We thank the referee for the constructive feedback and positive assessment of the scale and external grounding of our study. We address each major comment below and will revise the manuscript accordingly.

read point-by-point responses
  1. Referee: Abstract: the claim that Restricted Generation Methods 'perform best overall' is presented without stating the precise alignment metrics (e.g., accuracy, correlation, or distributional distance) or the statistical tests applied to establish significance and cross-model robustness. Because this is the primary basis for the recommendations, the abstract should briefly indicate these details.

    Authors: We agree that the abstract would benefit from greater specificity on this point. In the revised version we will add a brief clause indicating that individual-level alignment is assessed via accuracy and subpopulation-level alignment via distributional similarity metrics, with significance evaluated through cross-model and cross-survey statistical tests. revision: yes

  2. Referee: The central recommendation treats alignment with existing human responses on the chosen surveys as the decisive quality criterion. While this is a reasonable and externally grounded metric for the stated goal of matching historical distributions, the manuscript should explicitly note the scope limitation that the criterion may not directly address use cases such as generating responses under belief updates or distribution shift.

    Authors: This is a valid scope limitation.
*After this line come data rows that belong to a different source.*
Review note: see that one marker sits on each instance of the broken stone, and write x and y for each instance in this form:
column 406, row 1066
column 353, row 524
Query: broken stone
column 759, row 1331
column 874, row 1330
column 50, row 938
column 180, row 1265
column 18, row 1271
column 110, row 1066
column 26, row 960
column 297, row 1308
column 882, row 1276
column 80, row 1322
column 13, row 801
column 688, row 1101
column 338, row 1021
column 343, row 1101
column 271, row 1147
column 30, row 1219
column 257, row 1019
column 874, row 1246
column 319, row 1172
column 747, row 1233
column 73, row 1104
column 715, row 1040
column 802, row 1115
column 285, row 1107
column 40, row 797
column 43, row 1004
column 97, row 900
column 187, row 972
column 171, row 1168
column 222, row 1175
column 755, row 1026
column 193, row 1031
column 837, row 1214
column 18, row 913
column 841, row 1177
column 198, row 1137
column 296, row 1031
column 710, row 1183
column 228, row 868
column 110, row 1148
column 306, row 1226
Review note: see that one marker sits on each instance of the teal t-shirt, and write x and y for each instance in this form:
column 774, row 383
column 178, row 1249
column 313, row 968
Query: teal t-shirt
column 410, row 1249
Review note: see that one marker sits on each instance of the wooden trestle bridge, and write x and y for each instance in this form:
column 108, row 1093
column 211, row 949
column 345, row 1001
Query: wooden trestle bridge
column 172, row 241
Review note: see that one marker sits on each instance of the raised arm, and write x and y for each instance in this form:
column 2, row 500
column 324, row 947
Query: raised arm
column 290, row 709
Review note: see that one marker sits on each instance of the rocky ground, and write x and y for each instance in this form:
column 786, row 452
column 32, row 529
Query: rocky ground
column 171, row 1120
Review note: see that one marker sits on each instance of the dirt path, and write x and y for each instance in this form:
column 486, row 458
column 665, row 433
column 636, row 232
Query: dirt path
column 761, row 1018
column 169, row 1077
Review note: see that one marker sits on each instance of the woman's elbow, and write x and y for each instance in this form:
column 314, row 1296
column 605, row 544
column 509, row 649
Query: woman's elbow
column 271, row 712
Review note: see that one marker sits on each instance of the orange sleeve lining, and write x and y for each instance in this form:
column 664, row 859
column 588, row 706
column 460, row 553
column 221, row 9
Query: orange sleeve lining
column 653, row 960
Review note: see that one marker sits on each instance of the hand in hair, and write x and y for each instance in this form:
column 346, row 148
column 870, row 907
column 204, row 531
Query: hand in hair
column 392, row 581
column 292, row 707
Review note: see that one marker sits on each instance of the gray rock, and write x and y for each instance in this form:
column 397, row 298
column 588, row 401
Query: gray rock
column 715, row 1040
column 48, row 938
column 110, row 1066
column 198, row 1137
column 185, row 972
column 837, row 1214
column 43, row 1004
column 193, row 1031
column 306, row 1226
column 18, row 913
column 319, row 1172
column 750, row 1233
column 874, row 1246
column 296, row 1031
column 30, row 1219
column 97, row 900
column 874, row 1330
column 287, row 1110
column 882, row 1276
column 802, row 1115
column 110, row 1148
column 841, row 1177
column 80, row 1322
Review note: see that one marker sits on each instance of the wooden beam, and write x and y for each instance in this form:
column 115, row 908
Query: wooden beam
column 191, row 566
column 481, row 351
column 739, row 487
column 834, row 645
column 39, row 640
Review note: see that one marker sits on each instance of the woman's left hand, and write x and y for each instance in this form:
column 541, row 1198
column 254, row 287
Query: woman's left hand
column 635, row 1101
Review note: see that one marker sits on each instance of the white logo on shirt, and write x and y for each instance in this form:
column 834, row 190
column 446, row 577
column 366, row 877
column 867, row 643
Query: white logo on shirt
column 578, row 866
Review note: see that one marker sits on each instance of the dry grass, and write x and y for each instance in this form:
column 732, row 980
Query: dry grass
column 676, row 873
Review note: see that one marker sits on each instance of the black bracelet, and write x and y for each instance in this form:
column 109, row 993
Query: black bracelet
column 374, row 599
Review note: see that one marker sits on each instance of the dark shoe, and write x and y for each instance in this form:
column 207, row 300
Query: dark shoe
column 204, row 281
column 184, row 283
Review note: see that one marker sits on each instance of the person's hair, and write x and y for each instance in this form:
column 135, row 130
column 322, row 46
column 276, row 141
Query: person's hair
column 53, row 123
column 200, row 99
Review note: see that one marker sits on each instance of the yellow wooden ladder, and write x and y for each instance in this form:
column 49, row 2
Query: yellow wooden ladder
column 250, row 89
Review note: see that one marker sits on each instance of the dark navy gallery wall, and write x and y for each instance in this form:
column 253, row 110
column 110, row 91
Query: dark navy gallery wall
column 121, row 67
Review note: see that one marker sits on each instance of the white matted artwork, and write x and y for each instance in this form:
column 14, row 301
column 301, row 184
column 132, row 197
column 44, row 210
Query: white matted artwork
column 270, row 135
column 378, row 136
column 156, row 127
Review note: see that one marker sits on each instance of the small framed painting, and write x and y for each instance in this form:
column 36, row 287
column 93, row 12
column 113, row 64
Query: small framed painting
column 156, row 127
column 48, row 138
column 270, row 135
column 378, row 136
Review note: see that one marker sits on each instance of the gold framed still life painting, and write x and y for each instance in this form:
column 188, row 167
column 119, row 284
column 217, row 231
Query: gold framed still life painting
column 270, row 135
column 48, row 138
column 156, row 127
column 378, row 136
We will add an explicit paragraph in the discussion and limitations section clarifying that our evaluation targets replication of historical distributions and that the recommendations may not extend without further validation to settings involving belief updates or distribution shifts. revision: yes

Circularity Check

0 steps flagged

No significant circularity; evaluation relies on external human benchmarks

full rationale

The paper performs a large-scale empirical comparison of 8 generation methods across 4 political surveys and 10 LLMs, measuring alignment of simulated responses against pre-existing human survey data. Performance differences and recommendations for Restricted Generation Methods are derived directly from these external distributional matches rather than from any fitted parameters, self-defined quantities, or self-citation chains that reduce claims to the authors' own inputs. No equations or derivations are present that would create self-definitional or fitted-input circularity; the evaluation criterion is independently falsifiable against the cited human datasets.

Axiom & Free-Parameter Ledger

0 free parameters · 1 axioms · 0 invented entities

The central claim rests on the domain assumption that human survey responses provide a valid external benchmark for LLM simulation quality; no free parameters or invented entities are introduced.

axioms (1)
  • domain assumption Human survey responses on political attitude items constitute a suitable ground-truth benchmark for evaluating LLM-generated closed-ended responses.
    Invoked when the paper judges methods by their alignment with real survey data.